All of this results in the following recommendation when references are needed in an orchestration repository:
- Hardcode the reference, but use it sparsely
- Use data blocks if there is very little risk of the underlying infrastructure not being available and there is no risk in having access to the resource (E.g. availability zone data block or subnet data block based on a VPC/VNET ID)
- Prevent the usage of remote state data block at all costs. They introduce hard dependencies between runs which are hard to debug and often cross team boundaries which makes coordinating rollouts even harder.
Licensing checks
When using public modules or 3rd party provided modules it’s important to check the licenses against your organizational policies. Most open-source modules are licensed under MIT, GPL or the Apache 2.0 license. Depending on your industry, usage pattern and organization policy w.r.t. permitted licenses.
Next to checking the licenses of public modules, it’s also important to add a license to the internally build modules. Again, depending on your organization a specific license should be added to the code.
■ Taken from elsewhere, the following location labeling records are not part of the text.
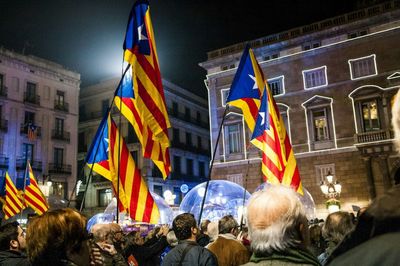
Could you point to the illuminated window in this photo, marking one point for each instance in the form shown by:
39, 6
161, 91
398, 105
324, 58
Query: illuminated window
370, 116
276, 85
105, 197
315, 78
233, 133
363, 67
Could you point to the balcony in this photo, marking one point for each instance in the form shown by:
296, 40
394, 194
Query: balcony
56, 168
3, 125
183, 117
31, 98
24, 130
190, 148
61, 106
21, 164
3, 162
373, 136
60, 135
3, 91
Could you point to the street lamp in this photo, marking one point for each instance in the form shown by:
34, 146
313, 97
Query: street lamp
331, 189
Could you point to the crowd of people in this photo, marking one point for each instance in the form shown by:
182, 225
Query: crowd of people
277, 233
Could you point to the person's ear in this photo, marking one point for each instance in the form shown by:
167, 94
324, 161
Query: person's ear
14, 244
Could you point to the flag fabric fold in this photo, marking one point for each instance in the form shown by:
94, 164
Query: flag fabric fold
247, 87
33, 196
13, 203
148, 112
278, 161
125, 102
109, 156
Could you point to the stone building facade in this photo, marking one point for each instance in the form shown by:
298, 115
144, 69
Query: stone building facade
38, 92
333, 81
189, 136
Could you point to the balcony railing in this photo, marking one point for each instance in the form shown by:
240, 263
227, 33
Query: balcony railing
24, 130
32, 98
4, 125
56, 168
21, 164
186, 118
4, 162
61, 106
60, 135
3, 91
190, 148
373, 136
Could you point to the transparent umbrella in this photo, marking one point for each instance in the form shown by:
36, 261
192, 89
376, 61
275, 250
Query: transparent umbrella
223, 198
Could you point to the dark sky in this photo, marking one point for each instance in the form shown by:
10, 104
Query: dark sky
87, 36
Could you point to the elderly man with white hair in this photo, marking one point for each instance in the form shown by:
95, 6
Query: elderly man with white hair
278, 228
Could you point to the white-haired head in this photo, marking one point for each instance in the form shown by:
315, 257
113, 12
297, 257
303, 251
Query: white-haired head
396, 120
276, 220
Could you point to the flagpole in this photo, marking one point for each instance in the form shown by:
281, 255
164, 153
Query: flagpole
95, 154
212, 162
244, 193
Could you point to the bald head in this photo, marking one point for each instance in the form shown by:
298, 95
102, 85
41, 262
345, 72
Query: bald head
276, 220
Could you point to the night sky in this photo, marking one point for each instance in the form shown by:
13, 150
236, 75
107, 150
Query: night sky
87, 36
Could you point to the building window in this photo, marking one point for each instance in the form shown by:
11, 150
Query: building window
177, 164
320, 122
27, 152
315, 78
276, 85
175, 135
60, 98
104, 106
29, 118
189, 167
30, 90
199, 145
105, 197
202, 169
58, 157
59, 126
233, 133
370, 115
363, 67
311, 45
189, 139
175, 109
321, 171
187, 113
178, 194
224, 96
135, 156
158, 190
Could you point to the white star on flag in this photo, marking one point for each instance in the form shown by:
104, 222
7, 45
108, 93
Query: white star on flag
255, 82
262, 114
108, 144
141, 37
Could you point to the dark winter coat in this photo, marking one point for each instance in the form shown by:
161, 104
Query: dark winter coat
196, 256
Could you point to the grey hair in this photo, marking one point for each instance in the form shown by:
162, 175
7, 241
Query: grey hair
283, 232
396, 120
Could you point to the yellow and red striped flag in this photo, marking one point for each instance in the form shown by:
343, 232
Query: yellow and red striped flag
134, 195
270, 136
13, 203
34, 197
150, 120
124, 100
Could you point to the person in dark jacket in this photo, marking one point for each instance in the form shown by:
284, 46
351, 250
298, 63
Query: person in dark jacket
203, 239
188, 252
278, 228
146, 255
12, 245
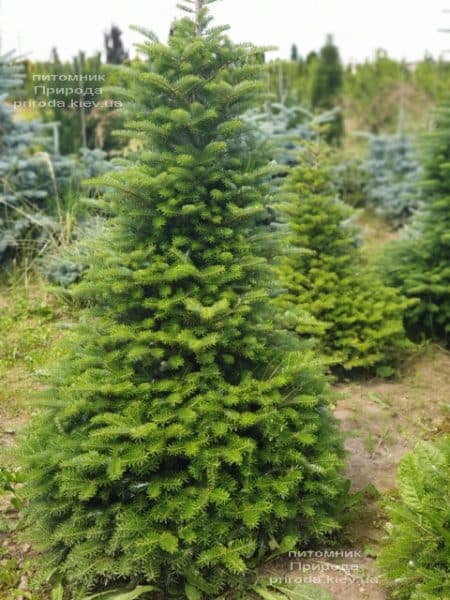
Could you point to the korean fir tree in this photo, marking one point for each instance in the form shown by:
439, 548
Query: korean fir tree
326, 87
418, 264
356, 320
393, 186
185, 437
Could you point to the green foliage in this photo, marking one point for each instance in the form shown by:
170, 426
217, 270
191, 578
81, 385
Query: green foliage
23, 196
184, 433
326, 86
328, 291
299, 591
415, 556
418, 264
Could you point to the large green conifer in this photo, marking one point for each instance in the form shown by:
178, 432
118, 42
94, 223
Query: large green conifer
184, 436
418, 264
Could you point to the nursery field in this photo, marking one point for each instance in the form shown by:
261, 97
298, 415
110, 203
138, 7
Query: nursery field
225, 321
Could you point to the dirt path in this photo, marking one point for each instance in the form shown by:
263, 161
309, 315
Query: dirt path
381, 421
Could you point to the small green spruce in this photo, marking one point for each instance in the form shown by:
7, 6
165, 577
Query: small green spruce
326, 87
328, 291
185, 438
418, 264
416, 553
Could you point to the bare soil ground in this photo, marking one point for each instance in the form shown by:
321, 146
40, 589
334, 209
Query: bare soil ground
381, 420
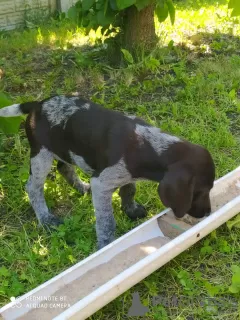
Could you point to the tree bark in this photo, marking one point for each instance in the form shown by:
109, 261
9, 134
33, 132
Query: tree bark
139, 28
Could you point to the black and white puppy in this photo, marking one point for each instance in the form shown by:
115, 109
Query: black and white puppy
115, 150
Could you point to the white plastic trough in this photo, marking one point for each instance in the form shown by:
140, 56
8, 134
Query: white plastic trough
92, 283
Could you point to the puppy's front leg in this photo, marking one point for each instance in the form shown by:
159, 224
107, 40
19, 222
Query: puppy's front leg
132, 209
102, 202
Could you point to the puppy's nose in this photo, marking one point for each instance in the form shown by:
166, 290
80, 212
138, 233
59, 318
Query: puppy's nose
208, 212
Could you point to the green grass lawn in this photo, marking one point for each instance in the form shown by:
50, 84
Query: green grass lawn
190, 87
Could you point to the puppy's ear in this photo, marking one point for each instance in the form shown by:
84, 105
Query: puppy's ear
176, 189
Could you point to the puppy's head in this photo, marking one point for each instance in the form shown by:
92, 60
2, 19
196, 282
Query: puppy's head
186, 185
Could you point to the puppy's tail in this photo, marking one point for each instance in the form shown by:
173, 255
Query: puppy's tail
16, 110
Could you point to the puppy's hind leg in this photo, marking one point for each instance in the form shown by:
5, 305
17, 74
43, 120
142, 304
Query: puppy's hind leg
132, 209
40, 167
70, 175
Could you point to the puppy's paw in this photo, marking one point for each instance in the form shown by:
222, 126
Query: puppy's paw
83, 188
103, 243
135, 211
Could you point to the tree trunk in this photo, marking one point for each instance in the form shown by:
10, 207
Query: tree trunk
139, 28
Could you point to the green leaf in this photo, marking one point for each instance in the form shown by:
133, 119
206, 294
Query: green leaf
8, 125
113, 5
171, 10
103, 19
105, 6
127, 56
4, 272
87, 4
123, 4
73, 13
234, 289
235, 5
162, 11
234, 222
141, 4
235, 268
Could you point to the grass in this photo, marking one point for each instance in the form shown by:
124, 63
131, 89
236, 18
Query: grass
190, 88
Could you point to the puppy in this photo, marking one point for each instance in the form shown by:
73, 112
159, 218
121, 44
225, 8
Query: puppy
116, 150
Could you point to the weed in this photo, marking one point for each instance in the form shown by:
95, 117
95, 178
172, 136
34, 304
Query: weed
190, 87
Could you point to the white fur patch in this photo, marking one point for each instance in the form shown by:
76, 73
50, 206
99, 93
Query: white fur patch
59, 109
80, 162
159, 141
11, 111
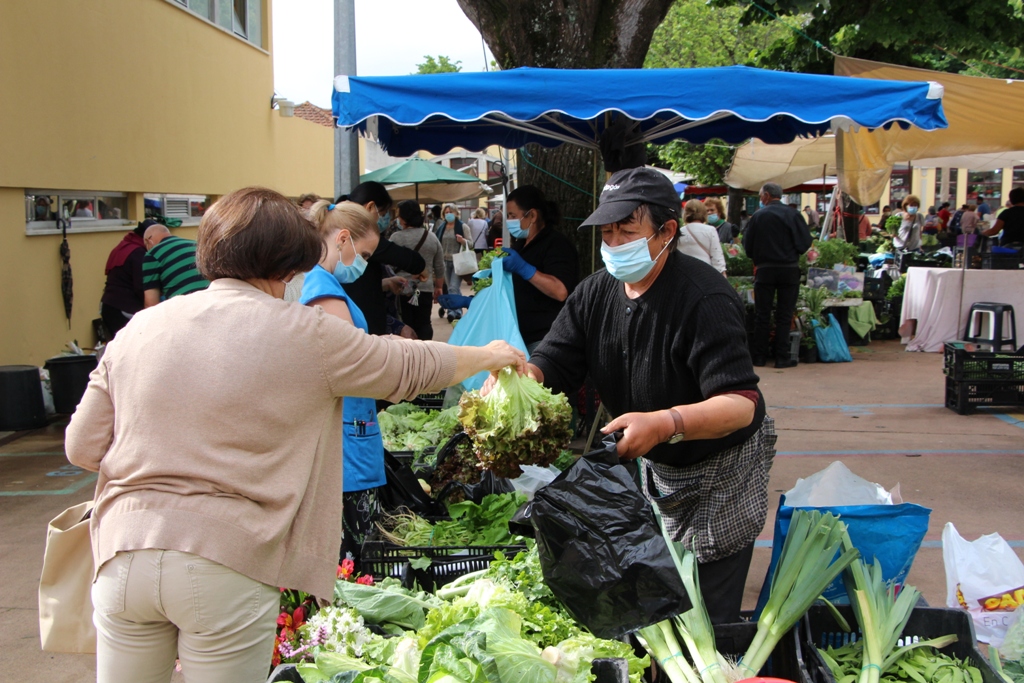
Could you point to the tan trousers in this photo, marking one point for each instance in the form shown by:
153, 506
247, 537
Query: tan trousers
155, 605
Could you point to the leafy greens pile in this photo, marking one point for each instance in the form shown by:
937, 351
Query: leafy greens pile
409, 427
471, 524
484, 629
520, 422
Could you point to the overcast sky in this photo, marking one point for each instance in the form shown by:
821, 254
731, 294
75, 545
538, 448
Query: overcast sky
392, 36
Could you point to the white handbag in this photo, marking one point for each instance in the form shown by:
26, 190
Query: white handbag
465, 261
66, 584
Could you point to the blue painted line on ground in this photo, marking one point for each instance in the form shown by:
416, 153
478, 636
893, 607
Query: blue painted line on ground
84, 481
902, 452
767, 543
1009, 419
854, 407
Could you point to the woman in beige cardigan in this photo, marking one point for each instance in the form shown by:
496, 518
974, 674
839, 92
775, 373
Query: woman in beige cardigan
214, 422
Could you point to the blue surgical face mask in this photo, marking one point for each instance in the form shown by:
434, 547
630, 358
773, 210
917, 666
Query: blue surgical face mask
349, 273
516, 229
630, 262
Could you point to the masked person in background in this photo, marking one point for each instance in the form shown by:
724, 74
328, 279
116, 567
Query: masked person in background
368, 291
911, 224
663, 337
350, 237
544, 263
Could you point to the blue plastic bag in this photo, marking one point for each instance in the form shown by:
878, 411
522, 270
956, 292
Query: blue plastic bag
890, 534
832, 344
491, 316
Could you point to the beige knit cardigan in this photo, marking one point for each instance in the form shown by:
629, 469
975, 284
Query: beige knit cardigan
214, 421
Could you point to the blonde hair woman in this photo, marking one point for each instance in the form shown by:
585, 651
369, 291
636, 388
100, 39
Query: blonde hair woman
220, 456
908, 236
699, 240
716, 218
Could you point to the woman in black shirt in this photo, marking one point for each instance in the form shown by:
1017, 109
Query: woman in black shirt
662, 336
544, 263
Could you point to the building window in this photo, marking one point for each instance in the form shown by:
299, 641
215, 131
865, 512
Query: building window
186, 208
899, 184
988, 183
951, 197
86, 211
243, 17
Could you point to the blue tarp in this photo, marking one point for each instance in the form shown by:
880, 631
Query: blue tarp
439, 112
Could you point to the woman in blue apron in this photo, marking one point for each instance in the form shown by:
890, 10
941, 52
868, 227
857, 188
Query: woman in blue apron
350, 237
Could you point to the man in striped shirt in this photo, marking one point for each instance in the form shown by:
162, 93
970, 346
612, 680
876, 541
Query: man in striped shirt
169, 267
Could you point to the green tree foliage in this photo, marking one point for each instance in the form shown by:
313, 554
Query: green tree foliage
915, 34
439, 65
695, 34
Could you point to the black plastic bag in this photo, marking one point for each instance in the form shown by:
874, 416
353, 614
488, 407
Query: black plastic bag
403, 491
601, 549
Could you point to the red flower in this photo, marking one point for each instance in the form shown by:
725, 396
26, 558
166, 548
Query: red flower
346, 568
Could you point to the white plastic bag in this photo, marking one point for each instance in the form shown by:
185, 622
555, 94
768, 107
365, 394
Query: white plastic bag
984, 577
837, 485
465, 261
534, 478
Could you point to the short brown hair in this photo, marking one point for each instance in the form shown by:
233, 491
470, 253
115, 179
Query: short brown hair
255, 233
694, 212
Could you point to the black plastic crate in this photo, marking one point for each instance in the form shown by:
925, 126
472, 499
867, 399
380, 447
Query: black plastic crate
433, 401
382, 558
818, 629
961, 364
1000, 261
969, 394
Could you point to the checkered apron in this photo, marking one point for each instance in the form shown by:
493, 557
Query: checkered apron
718, 506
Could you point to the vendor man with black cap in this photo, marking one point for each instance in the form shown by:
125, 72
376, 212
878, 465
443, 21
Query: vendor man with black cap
662, 336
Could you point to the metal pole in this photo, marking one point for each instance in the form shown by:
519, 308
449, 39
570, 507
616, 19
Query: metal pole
346, 143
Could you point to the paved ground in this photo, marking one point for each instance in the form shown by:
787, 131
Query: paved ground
882, 415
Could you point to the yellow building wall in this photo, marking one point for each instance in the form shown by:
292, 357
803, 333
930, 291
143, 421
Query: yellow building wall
131, 96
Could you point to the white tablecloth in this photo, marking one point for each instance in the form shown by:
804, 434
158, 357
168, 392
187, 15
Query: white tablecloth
932, 296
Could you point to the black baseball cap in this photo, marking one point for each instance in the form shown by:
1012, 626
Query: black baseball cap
630, 187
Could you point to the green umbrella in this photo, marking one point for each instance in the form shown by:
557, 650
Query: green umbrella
419, 172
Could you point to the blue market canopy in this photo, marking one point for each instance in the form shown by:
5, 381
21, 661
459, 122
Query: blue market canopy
439, 112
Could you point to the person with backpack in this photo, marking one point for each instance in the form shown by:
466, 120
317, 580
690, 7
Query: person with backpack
416, 301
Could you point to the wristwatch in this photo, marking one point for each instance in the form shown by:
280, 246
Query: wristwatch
680, 433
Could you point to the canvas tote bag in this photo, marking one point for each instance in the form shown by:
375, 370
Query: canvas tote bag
65, 587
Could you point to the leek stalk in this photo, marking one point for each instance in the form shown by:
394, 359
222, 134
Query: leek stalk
805, 568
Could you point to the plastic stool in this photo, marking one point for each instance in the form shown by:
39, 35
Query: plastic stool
986, 323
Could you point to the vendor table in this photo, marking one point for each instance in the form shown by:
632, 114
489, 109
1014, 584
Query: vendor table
932, 296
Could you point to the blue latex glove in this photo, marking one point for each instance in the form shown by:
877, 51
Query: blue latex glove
515, 263
454, 301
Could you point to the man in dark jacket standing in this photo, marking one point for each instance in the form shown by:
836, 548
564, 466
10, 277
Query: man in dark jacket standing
775, 238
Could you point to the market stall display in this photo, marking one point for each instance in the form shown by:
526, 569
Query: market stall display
934, 312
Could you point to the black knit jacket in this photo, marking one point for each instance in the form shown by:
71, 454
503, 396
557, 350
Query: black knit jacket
682, 342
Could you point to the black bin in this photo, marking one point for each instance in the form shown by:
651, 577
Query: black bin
69, 377
22, 403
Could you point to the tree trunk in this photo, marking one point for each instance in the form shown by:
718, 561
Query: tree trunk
567, 34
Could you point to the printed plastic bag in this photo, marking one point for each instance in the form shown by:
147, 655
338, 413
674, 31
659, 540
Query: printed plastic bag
492, 316
465, 261
882, 526
832, 344
601, 550
984, 577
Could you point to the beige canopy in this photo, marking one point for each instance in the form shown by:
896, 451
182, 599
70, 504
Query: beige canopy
985, 115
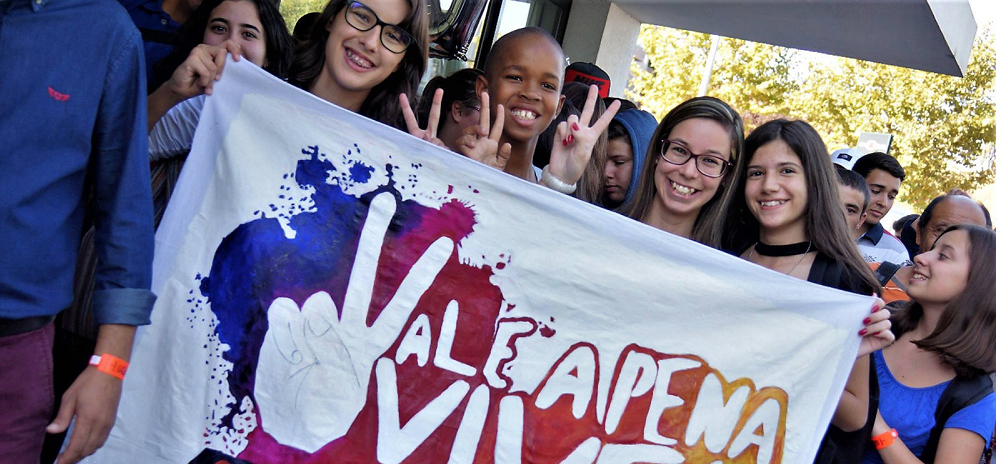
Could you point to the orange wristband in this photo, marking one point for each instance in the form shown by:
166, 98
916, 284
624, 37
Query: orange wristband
110, 365
885, 440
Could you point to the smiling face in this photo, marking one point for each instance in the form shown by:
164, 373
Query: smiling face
357, 61
618, 169
527, 81
952, 211
776, 193
884, 187
941, 274
682, 190
238, 21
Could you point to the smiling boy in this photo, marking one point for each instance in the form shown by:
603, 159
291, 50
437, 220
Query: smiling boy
524, 75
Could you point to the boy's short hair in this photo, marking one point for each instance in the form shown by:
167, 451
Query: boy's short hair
848, 178
500, 47
879, 160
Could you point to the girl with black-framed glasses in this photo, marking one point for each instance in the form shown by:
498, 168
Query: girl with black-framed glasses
362, 55
682, 184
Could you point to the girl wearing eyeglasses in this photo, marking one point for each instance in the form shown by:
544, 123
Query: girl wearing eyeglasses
362, 55
681, 188
786, 216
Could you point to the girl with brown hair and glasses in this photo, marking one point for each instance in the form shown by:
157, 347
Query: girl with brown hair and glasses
682, 185
946, 344
362, 55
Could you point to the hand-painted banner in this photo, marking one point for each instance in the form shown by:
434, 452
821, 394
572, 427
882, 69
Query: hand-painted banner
336, 291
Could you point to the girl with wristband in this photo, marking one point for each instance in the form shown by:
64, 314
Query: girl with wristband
946, 335
786, 217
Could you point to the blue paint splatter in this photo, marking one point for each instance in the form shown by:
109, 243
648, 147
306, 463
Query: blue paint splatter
360, 172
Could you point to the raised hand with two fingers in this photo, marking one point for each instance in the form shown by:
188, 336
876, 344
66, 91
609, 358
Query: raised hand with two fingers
575, 140
429, 134
481, 142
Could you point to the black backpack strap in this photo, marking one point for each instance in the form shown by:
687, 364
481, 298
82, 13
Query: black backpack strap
961, 393
885, 272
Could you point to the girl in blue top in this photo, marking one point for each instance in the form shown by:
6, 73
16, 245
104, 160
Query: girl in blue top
948, 331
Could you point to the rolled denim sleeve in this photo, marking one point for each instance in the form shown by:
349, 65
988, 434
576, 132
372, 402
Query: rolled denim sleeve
124, 230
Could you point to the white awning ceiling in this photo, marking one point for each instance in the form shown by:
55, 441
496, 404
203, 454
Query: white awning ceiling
930, 35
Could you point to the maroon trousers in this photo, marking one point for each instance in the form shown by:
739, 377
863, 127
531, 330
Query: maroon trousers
26, 394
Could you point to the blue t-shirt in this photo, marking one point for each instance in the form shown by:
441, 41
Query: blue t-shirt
911, 412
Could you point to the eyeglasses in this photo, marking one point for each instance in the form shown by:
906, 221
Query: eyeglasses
362, 18
677, 153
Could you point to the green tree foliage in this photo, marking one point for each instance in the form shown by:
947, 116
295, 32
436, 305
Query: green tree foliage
292, 10
943, 126
753, 78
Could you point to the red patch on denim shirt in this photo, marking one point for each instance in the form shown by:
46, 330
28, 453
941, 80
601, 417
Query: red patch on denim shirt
57, 96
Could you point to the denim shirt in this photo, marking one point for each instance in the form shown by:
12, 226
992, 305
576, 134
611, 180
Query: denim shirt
73, 115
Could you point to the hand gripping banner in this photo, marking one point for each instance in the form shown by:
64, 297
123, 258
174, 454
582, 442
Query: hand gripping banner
332, 290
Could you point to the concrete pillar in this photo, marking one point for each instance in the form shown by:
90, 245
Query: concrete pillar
602, 33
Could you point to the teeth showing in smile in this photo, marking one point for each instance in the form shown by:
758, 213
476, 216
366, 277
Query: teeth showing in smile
524, 114
682, 189
356, 59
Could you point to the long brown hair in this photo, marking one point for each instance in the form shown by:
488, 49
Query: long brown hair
824, 221
382, 102
708, 228
965, 336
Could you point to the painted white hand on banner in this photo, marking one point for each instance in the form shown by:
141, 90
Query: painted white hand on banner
481, 142
575, 139
314, 365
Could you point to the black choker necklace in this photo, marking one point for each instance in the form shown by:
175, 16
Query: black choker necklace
783, 250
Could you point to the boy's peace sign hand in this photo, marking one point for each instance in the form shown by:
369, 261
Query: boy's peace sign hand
429, 133
575, 140
480, 142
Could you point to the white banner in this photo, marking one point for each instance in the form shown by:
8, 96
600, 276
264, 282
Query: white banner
334, 290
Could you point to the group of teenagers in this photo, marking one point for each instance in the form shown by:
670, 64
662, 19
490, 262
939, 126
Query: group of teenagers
772, 197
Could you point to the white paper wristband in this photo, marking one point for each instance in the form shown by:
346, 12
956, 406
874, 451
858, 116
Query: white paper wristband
556, 184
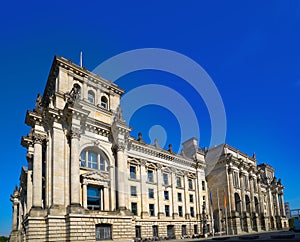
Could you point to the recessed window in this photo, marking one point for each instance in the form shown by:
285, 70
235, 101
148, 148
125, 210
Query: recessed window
166, 179
103, 232
180, 213
166, 195
93, 198
134, 208
150, 176
91, 96
192, 212
94, 159
151, 210
133, 191
179, 197
151, 193
190, 181
178, 181
104, 102
132, 172
167, 210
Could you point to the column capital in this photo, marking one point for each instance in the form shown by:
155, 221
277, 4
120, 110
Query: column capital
75, 133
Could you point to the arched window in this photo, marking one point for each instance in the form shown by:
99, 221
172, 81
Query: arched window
94, 158
104, 102
237, 202
91, 96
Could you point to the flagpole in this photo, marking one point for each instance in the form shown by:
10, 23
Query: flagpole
212, 214
225, 206
219, 211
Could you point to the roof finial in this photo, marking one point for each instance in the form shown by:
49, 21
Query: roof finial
80, 58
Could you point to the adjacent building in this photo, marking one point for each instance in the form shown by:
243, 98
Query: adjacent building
87, 179
246, 197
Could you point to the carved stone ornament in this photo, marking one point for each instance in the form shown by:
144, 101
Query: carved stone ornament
38, 138
75, 133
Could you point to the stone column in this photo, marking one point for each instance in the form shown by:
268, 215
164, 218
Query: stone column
84, 194
122, 177
174, 195
74, 167
282, 205
160, 192
186, 196
37, 172
15, 215
144, 194
106, 199
112, 188
58, 170
29, 184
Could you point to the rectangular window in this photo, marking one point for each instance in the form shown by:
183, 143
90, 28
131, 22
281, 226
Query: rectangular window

This prevents the code from being used or shared outside of your organization.
Automation can be used to perform the necessary checks and make sure you’re compliant with your organizations policies.
Conclusion
This framework with its rules is a suggestion on how to structure your Terraform setups. It’s by no means a one size fits all and it doesn’t accommodate all setups. It tries to allow for flexibility, especially w.r.t. the interactions with other teams.
If you’re part of a Cloud Center of Excellence or are part of a platform team, please consider the following tips in order of importance if you want to improve your Infrastructure as Code usage in your organization:
- Ask your workload teams what problems you could solve for them.
- Automate your IaC rollouts. This includes generating documentation, automated versioning, and security and policy testing.
- Offer an IaC as a service to your workload teams. Allow them to provision their own infrastructure.
- Offer versioned modules for common scenarios in your organization. Make them compliant by design.
- Implement automated testing across both your module and orchestration repositories.